2. No to new nuclear power projects: a drain on resources

Last year, EDF warned that the cost of building Somerset’s Hinkley Point nuclear power station costs could rise to £32bn


Estimates of costs to build Hinkley Point C in south-west England have spiralled since EDF started the project in 2016

EDF and its state-owned Chinese partner CGN were asked in the second half of 2023 to make “voluntary” additional equity payments under a compensation mechanism for cost overruns, as “the project’s total financing needs exceed the contractual commitment of the shareholders”, EDF said. But it added that the “probability that CGN will not fund the project after it has reached its committed equity cap is high”.

Luc Rémont, EDF’s chief executive, said he was confident of persuading the British government to help finance two flagship nuclear reactor projects in the UK, as the French group reported a €12.9bn writedown on its delayed Hinkley Point C plant (Financial Times).

On February 28th, Chris Huhne, former UK Energy and Climate Change Secretary, wrote: ‘Tax­pay­ers shouldn’t be foot­ing bill for EDF fail­ings’

“I was astonished and saddened by your report that both Bruno Le Maire, the French finance minister, and Luc Rémont, chief executive of EDF, are pressing the UK government to help with the cost overrun at Hinkley Point C, the EDF nuclear plant under construction in the UK . . .

“I will save French blushes by not quoting all the promises that were made by the company about the low cost of its nuclear energy (a fraction even of what was ultimately agreed) . . .

“A clear condition of the Hinkley project was that EDF would be entirely and solely responsible for the construction costs and risks, and the UK government would merely guarantee a price (subsidy-free, taking account of carbon costs) for the electricity output once the plant started.

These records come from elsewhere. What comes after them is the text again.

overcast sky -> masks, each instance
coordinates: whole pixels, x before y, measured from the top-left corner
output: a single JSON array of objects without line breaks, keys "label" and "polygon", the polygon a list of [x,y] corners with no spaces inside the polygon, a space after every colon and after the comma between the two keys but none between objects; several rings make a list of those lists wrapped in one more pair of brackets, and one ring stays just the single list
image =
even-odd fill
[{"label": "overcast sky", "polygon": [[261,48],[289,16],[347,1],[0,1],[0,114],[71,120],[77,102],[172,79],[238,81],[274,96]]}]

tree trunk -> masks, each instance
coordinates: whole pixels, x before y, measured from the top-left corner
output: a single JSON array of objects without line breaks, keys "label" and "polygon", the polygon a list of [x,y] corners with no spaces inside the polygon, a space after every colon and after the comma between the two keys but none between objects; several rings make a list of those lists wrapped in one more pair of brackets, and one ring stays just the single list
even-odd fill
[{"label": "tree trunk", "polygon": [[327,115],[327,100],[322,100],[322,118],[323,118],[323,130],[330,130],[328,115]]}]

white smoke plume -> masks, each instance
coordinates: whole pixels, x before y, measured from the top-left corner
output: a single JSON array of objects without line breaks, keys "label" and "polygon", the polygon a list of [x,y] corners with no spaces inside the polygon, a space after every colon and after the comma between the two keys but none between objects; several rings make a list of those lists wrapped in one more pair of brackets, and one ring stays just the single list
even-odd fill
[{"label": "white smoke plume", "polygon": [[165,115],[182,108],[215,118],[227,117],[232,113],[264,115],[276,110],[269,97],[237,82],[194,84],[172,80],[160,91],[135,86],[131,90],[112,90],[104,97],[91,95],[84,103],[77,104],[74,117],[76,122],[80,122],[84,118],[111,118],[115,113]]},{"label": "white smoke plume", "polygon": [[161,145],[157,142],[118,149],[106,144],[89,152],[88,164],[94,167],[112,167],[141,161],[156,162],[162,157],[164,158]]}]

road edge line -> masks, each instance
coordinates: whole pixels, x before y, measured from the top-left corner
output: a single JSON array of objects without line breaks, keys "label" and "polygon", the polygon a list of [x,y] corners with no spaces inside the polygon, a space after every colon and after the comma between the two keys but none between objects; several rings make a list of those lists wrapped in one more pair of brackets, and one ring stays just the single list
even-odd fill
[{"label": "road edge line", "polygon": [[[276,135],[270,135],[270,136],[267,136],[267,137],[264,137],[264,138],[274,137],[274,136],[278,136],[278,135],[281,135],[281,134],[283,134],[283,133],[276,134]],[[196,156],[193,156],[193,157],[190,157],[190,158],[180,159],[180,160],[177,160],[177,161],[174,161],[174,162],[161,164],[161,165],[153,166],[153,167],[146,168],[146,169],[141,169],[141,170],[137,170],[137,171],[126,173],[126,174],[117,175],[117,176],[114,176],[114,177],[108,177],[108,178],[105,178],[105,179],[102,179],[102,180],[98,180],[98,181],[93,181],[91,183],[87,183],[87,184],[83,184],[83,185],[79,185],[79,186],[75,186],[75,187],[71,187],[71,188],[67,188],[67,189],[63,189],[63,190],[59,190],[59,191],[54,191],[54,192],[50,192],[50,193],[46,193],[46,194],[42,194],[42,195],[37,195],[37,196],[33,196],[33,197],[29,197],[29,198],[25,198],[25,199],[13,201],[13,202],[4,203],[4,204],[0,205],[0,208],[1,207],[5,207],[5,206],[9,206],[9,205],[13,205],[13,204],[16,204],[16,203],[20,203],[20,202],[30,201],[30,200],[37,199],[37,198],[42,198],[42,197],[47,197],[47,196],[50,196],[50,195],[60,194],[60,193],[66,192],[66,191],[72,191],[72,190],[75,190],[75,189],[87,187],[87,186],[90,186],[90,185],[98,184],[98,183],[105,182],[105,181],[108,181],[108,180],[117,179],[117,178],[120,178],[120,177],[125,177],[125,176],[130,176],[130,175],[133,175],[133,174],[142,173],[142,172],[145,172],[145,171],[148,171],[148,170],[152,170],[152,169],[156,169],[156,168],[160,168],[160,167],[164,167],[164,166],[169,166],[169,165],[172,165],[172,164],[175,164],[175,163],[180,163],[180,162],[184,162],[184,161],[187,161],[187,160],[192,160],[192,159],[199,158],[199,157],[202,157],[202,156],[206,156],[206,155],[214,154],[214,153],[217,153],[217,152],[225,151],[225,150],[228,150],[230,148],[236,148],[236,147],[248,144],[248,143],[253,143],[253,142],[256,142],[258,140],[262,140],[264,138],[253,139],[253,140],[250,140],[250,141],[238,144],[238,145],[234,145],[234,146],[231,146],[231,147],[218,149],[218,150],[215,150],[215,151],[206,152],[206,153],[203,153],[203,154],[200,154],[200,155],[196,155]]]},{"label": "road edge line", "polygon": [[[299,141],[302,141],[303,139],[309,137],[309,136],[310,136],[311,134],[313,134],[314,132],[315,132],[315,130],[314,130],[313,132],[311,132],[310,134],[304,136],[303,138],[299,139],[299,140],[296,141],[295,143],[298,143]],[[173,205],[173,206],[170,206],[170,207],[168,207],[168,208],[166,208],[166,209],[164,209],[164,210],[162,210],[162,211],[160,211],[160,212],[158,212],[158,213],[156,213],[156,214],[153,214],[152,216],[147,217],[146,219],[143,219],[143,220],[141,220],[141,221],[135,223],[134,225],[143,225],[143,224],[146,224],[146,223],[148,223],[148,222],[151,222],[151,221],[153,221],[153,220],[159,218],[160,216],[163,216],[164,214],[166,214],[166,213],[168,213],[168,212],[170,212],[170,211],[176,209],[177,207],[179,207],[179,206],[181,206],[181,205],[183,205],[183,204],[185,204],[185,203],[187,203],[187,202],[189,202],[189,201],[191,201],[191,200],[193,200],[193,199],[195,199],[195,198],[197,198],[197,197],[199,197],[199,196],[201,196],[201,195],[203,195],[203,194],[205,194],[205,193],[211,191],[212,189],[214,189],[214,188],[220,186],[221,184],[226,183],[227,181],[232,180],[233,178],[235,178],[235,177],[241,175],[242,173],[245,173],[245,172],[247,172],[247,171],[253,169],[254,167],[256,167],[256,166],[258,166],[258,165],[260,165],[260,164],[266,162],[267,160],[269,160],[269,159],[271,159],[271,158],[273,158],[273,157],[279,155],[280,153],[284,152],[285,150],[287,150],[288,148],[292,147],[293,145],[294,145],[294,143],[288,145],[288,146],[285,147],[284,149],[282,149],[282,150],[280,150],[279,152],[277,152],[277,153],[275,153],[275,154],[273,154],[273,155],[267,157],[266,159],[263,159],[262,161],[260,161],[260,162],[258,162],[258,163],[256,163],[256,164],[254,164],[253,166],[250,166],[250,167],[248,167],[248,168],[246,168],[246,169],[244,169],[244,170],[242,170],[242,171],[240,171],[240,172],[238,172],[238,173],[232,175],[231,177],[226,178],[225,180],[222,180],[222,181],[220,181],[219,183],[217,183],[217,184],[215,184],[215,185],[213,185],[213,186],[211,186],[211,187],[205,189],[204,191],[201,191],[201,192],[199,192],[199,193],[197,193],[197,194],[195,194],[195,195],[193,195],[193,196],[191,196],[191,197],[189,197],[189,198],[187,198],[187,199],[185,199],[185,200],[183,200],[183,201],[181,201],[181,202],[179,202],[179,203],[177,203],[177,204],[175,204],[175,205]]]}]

Nothing could be more unambiguous either legally, politically or morally . . .

“Any British minister who now goes back on that arrangement would be betraying their responsibility to the exchequer, and would be a legitimate target for the public accounts committee . . .

“If EDF is unable or unwilling to complete the project in time to avail itself of the price guaranteed under the contract for difference, there are legal processes of liquidation which should be used to find an alternative buyer at the market value for the unfinished assets”.

On Friday EDF said: “Under the worst-case scenario Hinkley could now cost £47.9bn to complete, compared with an initial £18bn estimate in 2016”.